For most newcomers to cycling, the first hundred kilometres seem like an unattainable limit. What do you need to progress from the couch to the real cycling community?
Motivation and encouragement
Behind every decision, there should be a good reason. No matter if you feel overweight or you’ve just found an attractive a girl from the local cycling club, any kind of motivation will help you to stay determined. Cycling must bring you joy and excitement, without that, you’ll end sooner or later.
Plan and patience
You can be lucky and excel in an amateur darts match even without training, however, you’d only hardly make 100 km right after getting up from the couch. During the first few weeks, you’ll need to improve both your technique and endurance step by step. In theory, you could do 100 km quite easily. With the average speed of 20 km/h – which is actually nothing extraordinary – you’d achieve your goal in only five hours. Even though this sounds much better than sitting in a dental chair for only five minutes, in the end, the result would be equally treacherous, because cycling for more than one hour requires your body to be really accustomed to the sport. Even the tiniest and most hidden parts of your body will be sore after two hours. The third hour will be like hell on Earth, not to mention that you might cause serious problems to your locomotor system. Go step by step and add no more than 10 km every week you if you’re resolved to cycle more than the last time. This way, you can organise your first 100 km in just a 10-week schedule, which is actually a great summer season outlook.
A proper bike
With an inferior bike, you will always hold back, making excuses about wrong equipment. A good-looking bike will encourage you to ride more often, because with all the money you spent on it, you can’t just leave it in the cellar. However, this is just one part of the story. What’s more important for your performance is the right set-up. Ask the staff in your bike shop to make you a perfect set-up on your bike, so it suits your body proportions. Only a well-prepared bike will allow you to take advantage of your physical potential. Also pay attention to the pedal and shoes set-up, as wrongly adjusted cycling cleats might lead to serious knee or ankle problems and cause terrible pain that might turn chronic.
Food and water
Even strong riders might bonk when they forget to eat and drink properly. Especially in the beginning, supplying energy while cycling is not that crucial, as you normally spend up to two hours in the saddle. After a couple of weeks, however, when your endurance increases, you may feel ready to attack your next distance limit. Staying longer on the bike could surprise you with sudden fatigue caused by lack of energy. Ask more experienced cyclists about what is appropriate to eat while riding. Here’s some useful advice on when to eat: have a snack right at the moment when food comes to your mind. When you start feeling really hungry, it’s already too late. Concerning drinking, you should drink regularly even if you don’t feel thirsty. Watch professional cyclists – they constantly drink such amounts none of your pub mates could ever handle. That way you can make it to your first 100 km without ending up in the emergency room.

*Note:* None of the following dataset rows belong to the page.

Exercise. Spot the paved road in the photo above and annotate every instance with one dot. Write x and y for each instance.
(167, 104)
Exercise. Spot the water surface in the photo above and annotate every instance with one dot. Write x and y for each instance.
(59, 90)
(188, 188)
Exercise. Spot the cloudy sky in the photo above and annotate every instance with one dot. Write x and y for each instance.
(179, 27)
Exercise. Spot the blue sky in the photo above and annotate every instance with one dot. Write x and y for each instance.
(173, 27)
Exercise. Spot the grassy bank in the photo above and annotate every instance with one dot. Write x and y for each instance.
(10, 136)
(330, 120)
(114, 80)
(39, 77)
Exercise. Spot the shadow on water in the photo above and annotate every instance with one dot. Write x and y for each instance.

Time for recovery after each ride
Since you’re not participating in the Tour de France, there’s no need to undergo the cycling torture day by day. After each step, have a rest. When you reach the new limit – like 60 km for example – enjoy it and indulge yourself with time for recovery. Cycling is extremely addictive, so don’t be afraid that one day off saddle might make you a couch potato again.
Support by your relatives
Cycling is time-demanding. You can play squash or take a yoga lesson for one hour after work, but you can never cover 100 km in two hours. Not even in three. In order to get fit enough for such enormous performance, you will have to train for many days, every time for several hours. Get ready for uncomfortable questions like “Honey (or daddy), will you spend time with me this Saturday?” To prevent a family disaster, try to find a training schedule that will not collide with your family life. You can cycle every day before you go to work, or even better, you can cycle to and from work. Riding up to 40 km twice a week will make your body ready for longer distances. Forget about Friday night pub, wake up early on Saturday and try to ride 60 km before your girlfriend makes breakfast. Without understanding and support from your loved ones, however, you will never accomplish the first 100 km mission.
The right people
Although cycling is an individual sport, riding alone is no fun. Besides, cycling in a group is way easier because of the aerodynamic drag. Experienced cyclists will understand that you are just in your beginnings and if they’re the right mates, they will not want you to lead the group against the wind. Instead, you will enjoy the advantage of riding in a peloton before you advance to the higher level and will have more strength to take the lead for some time, too. Riding in a group requires significantly less power, so you will be able to go on much longer trips. Your first 100 km will come soon.